A description of the bioacoustics task for the advanced audio processing course at Tampere University. This is a sound event detection task, where the goal is to predict the onset and offset of bioacoustic sound events. Bioacoustics is sounds related to animals, and in this task we have three different datasets:
- Meerkat
- Dog
- Baby cry
These sound event classes vary a bit in characteristic. The Meerkat sounds are consistently very short, and the baby cries vary more and are longer.
The datasets are split into training and test data. The file structure is pairs of audio and annotations (.wav, .txt). Only annotations of the event class of interest are provided. E.g, in the meerkat example we have
9.485452220875999 9.711452220876 me
13.941618009893638 14.142618009893638 me
25.988057036822894 26.207077870156226 me
which means that we have 3 events in this file. For all three classes we provide annotations for all onset and offset event sounds in .txt which corresponds to the audio file .wav. In these datasets there are exactly 3 events in each soundscape without overlap. However, we could make this more difficult if desired by generating new datasets using the provided generate_soundscapes.py script.
Predict the onset and offset of the events as well as possible.
An audio and annotation example is provided in 'examples/meeerkat_soundscape_15.txt', and 'examples/meeerkat_soundscape_15.wav'.

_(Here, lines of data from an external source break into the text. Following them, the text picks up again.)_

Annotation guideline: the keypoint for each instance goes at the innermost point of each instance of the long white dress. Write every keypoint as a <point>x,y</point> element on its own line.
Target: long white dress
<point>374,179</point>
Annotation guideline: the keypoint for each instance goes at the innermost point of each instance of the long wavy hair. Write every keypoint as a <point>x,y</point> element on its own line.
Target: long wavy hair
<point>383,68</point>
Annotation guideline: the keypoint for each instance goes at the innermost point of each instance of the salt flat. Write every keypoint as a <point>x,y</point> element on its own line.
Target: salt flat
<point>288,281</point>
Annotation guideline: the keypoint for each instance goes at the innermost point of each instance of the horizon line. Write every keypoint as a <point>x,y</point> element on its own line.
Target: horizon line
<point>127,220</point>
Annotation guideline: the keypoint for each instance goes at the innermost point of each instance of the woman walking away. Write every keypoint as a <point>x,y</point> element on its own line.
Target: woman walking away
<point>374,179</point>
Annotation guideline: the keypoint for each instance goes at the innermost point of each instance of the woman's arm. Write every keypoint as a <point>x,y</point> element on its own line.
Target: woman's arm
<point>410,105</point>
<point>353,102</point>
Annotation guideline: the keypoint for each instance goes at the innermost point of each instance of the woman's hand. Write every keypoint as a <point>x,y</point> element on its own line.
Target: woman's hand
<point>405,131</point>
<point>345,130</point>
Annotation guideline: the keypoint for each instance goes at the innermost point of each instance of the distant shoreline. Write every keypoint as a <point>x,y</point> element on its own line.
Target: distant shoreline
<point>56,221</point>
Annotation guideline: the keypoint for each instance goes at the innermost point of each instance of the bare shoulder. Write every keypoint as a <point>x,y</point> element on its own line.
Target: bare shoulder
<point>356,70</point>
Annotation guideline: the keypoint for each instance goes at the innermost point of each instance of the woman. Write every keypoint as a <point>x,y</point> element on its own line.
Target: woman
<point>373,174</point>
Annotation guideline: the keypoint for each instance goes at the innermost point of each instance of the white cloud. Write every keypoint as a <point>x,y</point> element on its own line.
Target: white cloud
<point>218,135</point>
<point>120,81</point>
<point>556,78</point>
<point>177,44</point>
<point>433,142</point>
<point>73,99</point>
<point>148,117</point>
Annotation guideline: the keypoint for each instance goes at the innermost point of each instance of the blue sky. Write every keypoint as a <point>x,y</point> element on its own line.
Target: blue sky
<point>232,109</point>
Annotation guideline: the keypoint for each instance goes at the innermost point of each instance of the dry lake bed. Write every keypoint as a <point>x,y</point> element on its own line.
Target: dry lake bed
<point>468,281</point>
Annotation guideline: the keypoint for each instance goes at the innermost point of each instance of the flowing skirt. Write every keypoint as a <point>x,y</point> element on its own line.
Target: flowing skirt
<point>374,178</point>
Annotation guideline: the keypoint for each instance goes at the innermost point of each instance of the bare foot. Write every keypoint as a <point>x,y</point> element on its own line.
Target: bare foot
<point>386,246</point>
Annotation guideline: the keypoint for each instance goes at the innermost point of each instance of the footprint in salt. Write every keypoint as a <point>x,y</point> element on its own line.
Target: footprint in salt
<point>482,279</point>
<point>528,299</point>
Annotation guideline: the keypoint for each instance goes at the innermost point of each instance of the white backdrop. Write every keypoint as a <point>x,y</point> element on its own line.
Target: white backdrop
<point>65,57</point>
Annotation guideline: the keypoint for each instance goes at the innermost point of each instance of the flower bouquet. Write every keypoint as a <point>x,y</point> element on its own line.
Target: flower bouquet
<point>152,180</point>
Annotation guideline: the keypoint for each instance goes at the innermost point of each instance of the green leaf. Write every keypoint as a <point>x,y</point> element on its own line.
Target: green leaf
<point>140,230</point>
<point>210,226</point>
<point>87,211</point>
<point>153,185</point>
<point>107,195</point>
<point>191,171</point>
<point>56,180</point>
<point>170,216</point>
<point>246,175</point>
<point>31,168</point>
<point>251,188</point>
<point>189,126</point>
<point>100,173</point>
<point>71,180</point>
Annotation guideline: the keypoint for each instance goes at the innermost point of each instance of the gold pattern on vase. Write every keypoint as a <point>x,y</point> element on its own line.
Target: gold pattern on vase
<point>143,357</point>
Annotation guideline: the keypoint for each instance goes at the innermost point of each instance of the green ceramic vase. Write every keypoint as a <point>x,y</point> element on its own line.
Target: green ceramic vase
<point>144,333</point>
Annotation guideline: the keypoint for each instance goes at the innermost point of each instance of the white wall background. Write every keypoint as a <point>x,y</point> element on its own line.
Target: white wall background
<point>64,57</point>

9.485452220875999 9.711452220876 me
13.941618009893638 14.142618009893638 me
25.988057036822894 26.207077870156226 me
An audio and annotation example is provided in 'examples/dog_soundscape_15.txt', and 'examples/dog_soundscape_15.wav'.
9.485452220875999 10.059171041737677 dog
13.941618009893638 14.16835270377119 dog
25.988057036822894 26.178510551562123 dog
An audio and annotation example is provided in 'examples/baby_soundscape_15.txt', and 'examples/baby_soundscape_15.wav'.
13.941618009893638 14.352048848895906 baby
22.138530787299455 24.224675912016007 baby
25.988057036822894 27.37127699147142 baby
The three datasets have been generated using Scaper.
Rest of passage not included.